Elisa Hermanides & Ruben Koops
Martin Harlaar
Non-fictie
  • 3551 keer bekeken
  • minuten leestijd
  • Reacties

Waardering

13 januari 2020 Ahmed Aboutaleb. Overal de eerste
Ahmed Aboutaleb werd in 2008 burgemeester van Rotterdam en was daarmee de eerste burgemeester met een niet-westerse achtergrond van een grote Europese stad. Hoogleraar Paul Scheffer (Nijmegen 1954): ‘Aboutaleb bewijst dat niet alleen de samenleving, maar ook zijn eigen leven maakbaar is. In de extreem gepolariseerde situatie van het integratiedebat is hij een evenwichtskunstenaar gebleken, en daar is moed voor nodig. Hij is mijn held, de beste minister-president die Nederland nooit gehad heeft.’
De journalisten Elisa Hermanides (1982) en Ruben Koops (1986) werkten drie jaar aan dit leesbare en feitenrijke boek. Ze spraken met meer dan zeventig personen en raadpleegden talloze geschreven en audiovisuele bronnen. Het boek telt 286 pagina’s, inclusief een curriculum vitae van Aboutaleb, een lijst van geïnterviewden, een bibliografie per hoofdstuk en een personenregister; helaas ontbreekt een zakenregister. De negen hoofdstukken zijn weliswaar thematisch opgezet, maar daarnaast ook redelijk chronologisch, wat de leesbaarheid ten goede komt. De hoofdstukken zijn: 1. Van Marokko naar Molenwijk 2. Mr. Allochtoon 3. Buitenstaander binnen de PvdA 4. Dansen met Leefbaar. 5. Orde boven alles 6. Binnenwereld versus buitenwereld 7. Wereldburgemeester 8. Ahmed en Allah 9. Bounty, Berber of bruggenbouwer?
_Een opmerkelijke man
In de inleiding schrijven de auteurs over de opzet van dit boek onder andere: ‘Dit boek geeft inzicht in het karakter en de ontwikkelingen van Ahmed Aboutaleb en kijkt daarbij verder dan zijn eigen perspectief. Niet alleen de successen komen aan bod, maar ook de tegenslagen en de prijs die hij betaalde voor zijn indrukwekkende carrière.’ (p. 13) En: ‘Dit boek laat zien hoe Aboutaleb kon uitgroeien tot een van de populairste politici van het land, terwijl de Marokkaanse gemeenschap in de loop van de jaren juist te maken kreeg met steeds meer stigmatisering en een vijandig politiek klimaat.’ (p. 14)

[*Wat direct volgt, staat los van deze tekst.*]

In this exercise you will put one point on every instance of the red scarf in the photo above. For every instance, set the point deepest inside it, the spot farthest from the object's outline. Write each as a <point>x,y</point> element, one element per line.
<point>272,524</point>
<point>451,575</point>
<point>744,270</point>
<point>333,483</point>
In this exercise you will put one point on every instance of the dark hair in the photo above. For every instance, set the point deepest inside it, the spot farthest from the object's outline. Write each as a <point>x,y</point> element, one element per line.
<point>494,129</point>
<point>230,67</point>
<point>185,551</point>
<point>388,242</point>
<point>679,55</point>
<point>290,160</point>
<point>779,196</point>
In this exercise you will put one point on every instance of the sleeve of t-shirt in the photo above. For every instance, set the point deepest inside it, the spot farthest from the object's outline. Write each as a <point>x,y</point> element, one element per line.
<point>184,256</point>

Of: ‘Dit boek is dan ook nadrukkelijk geen uitputtende biografie, maar het resultaat van een journalistiek en historisch onderzoek naar de facetten die Aboutaleb tot de opmerkelijke man hebben gemaakt die hij nu is.’ (p. 15)

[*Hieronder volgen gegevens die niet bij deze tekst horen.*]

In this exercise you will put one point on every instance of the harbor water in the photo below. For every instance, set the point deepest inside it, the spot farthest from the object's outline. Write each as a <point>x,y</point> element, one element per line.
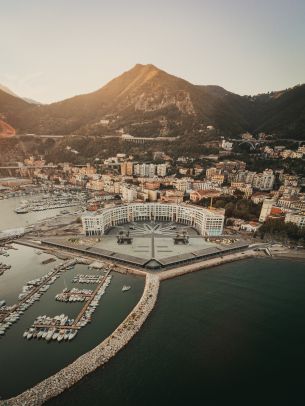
<point>231,335</point>
<point>26,362</point>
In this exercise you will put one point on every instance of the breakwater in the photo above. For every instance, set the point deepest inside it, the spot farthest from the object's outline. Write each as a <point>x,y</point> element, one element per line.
<point>100,355</point>
<point>209,263</point>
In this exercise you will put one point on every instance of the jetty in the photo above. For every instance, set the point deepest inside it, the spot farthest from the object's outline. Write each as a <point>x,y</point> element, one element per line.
<point>100,355</point>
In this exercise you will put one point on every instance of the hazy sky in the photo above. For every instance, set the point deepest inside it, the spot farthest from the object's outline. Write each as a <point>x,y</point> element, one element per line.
<point>54,49</point>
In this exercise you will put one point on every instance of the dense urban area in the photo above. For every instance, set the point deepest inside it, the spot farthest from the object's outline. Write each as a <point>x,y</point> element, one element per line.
<point>261,190</point>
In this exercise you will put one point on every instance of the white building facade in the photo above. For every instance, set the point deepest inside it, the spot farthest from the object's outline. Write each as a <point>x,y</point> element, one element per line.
<point>206,222</point>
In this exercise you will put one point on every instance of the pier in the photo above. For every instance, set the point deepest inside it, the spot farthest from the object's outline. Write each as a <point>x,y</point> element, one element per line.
<point>100,355</point>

Hoewel dit boek natuurlijk in de eerste plaats over Ahmed Aboutaleb gaat, geeft het ook een goed overzicht van de veranderingen in de Nederlandse samenleving sinds de jaren ´60, veranderingen die zich ook in andere Europese landen voltrokken.
_Vol overgave
Ahmed Aboutaleb wordt op 29 augustus 1961 geboren in hetzelfde Noord-Marokkaanse bergdorp  als voormalig sp.a-politica Yamila Idrissi, Beni Sidel, slechts enkele kilometers verwijderd van de Middellandse Zee. In 1963 vertrekt de vader van Ahmed naar Europa om geld te verdienen. Nadat hij in de Pyreneeën in de bouw heeft gewerkt, reist hij door naar Nederland waar familie van hem in Den Haag woont. Pas in 1976 wordt het gezin in Nederland definitief herenigd. Ahmed Aboutaleb werkt als puber hard om de Nederlandse taal onder de knie te krijgen en volgt diverse technische opleidingen.
In de jaren ´80 is hij werkzaam als zelfstandig journalist. Vanaf 1991 werkt hij voor de overheid, eerst als voorlichter, later als bestuurder.

Het is fascinerend om te zien hoe Ahmed Aboutaleb met vallen en opstaan zijn eigen weg in een veranderende samenleving zoekt en weet te vinden. Eind jaren ´70 gaat het overheidsbeleid er nog van uit dat de ‘gastarbeiders’ en hun gezinnen op termijn terug zullen keren (iets dat ze immers zelf zeggen van plan te zijn), dus men wil hen niet verplichten zich de Nederlandse taal en cultuur eigen te maken. De overheid subsidieert ‘onderwijs in eigen taal en cultuur.’ Hermanides & Koops noteren: ‘De bezetenheid waarmee Aboutaleb zijn eigen inburgering ter hand neemt, heeft iets absurds. Maar het legt wel de basis voor zijn indrukwekkende carrière. Er zijn maar weinig migranten die zich zo vol overgave op hun eigen integratie storten.’ (p. 32)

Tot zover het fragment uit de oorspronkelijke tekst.